Rozporządzenie o nazwie “Fair Notice Ordinance” wymagałoby od właścicieli mieszkań zawiadomienia najemców 60 dni wcześniej, że planują wypowiedzenie lub podwyżkę. W przypadku osób wynajmujących nieruchomość od ponad 3 lat, musiałoby to nastąpić co najmniej 120 dni wcześniej.
W tej chwili niezależnie od sytuacji jest to miesiąc.
“Prawie niemożliwe jest stanąć na nogi w okresie 30 dni” – stwierdziła komisarz Housing Authority Marisa Novara. Jednocześnie przypomniała, że ewentualne rozporządzenie nie ma wpływu na eksmisje za niepłacenie czynszu lub inne naruszenia umowy najmu.

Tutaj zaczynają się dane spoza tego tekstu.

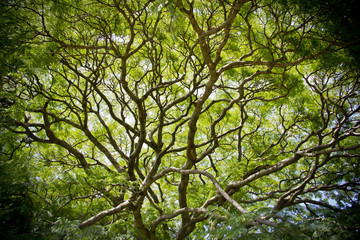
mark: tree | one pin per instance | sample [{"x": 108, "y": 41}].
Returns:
[{"x": 154, "y": 119}]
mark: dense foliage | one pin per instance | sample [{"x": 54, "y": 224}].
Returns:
[{"x": 180, "y": 119}]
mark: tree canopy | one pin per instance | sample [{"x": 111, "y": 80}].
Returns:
[{"x": 183, "y": 119}]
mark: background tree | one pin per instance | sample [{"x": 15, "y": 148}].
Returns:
[{"x": 162, "y": 119}]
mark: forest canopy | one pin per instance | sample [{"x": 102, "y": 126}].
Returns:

Radna Sophia King z 4. okręgu miejskiego poparła projekt i wyjaśniła dlaczego:
“Mieliśmy niedawno inwestora, który chciał podnieść stawki z 30-dniowym wyprzedzeniem, również kobiecie z chorobą Alzheimera. Był to brak wrażliwości. Kobieta potrzebowała więcej czasu”.
Nie wszyscy są za
Jednak propozycja wywołała gwałtowną reakcję u niektórych radnych wskazujących na potrzeby mniejszych właścicieli nieruchomości, którzy walczą o utrzymanie się na powierzchni. W niektórych sytuacjach 120 dni to wyjątkowo długo.
Kilku progresywnych radnych z kolei twierdzi, że to lżejsza wersja innego projektu, wymagającego od właścicieli podania „uzasadnionego powodu” do usunięcia najemców.
Dyskusje na temat ustawy trwają od 6 miesięcy, a sam dokument jest wynikiem dyskusji pomiędzy radnymi, organizacjami zajmującymi się prawami lokatorów, małymi właścicielami i wielkimi firmami.
„Uważam, że to najbardziej zrównoważona wersja, jaką obecnie możemy osiągnąć” - powiedziała Novara na posiedzeniu komisji, która przyjęła je stosunkiem głosów 12 – 6. W przyszłym tygodniu prawdopodobnie głosować będzie nad tym rada Chicago.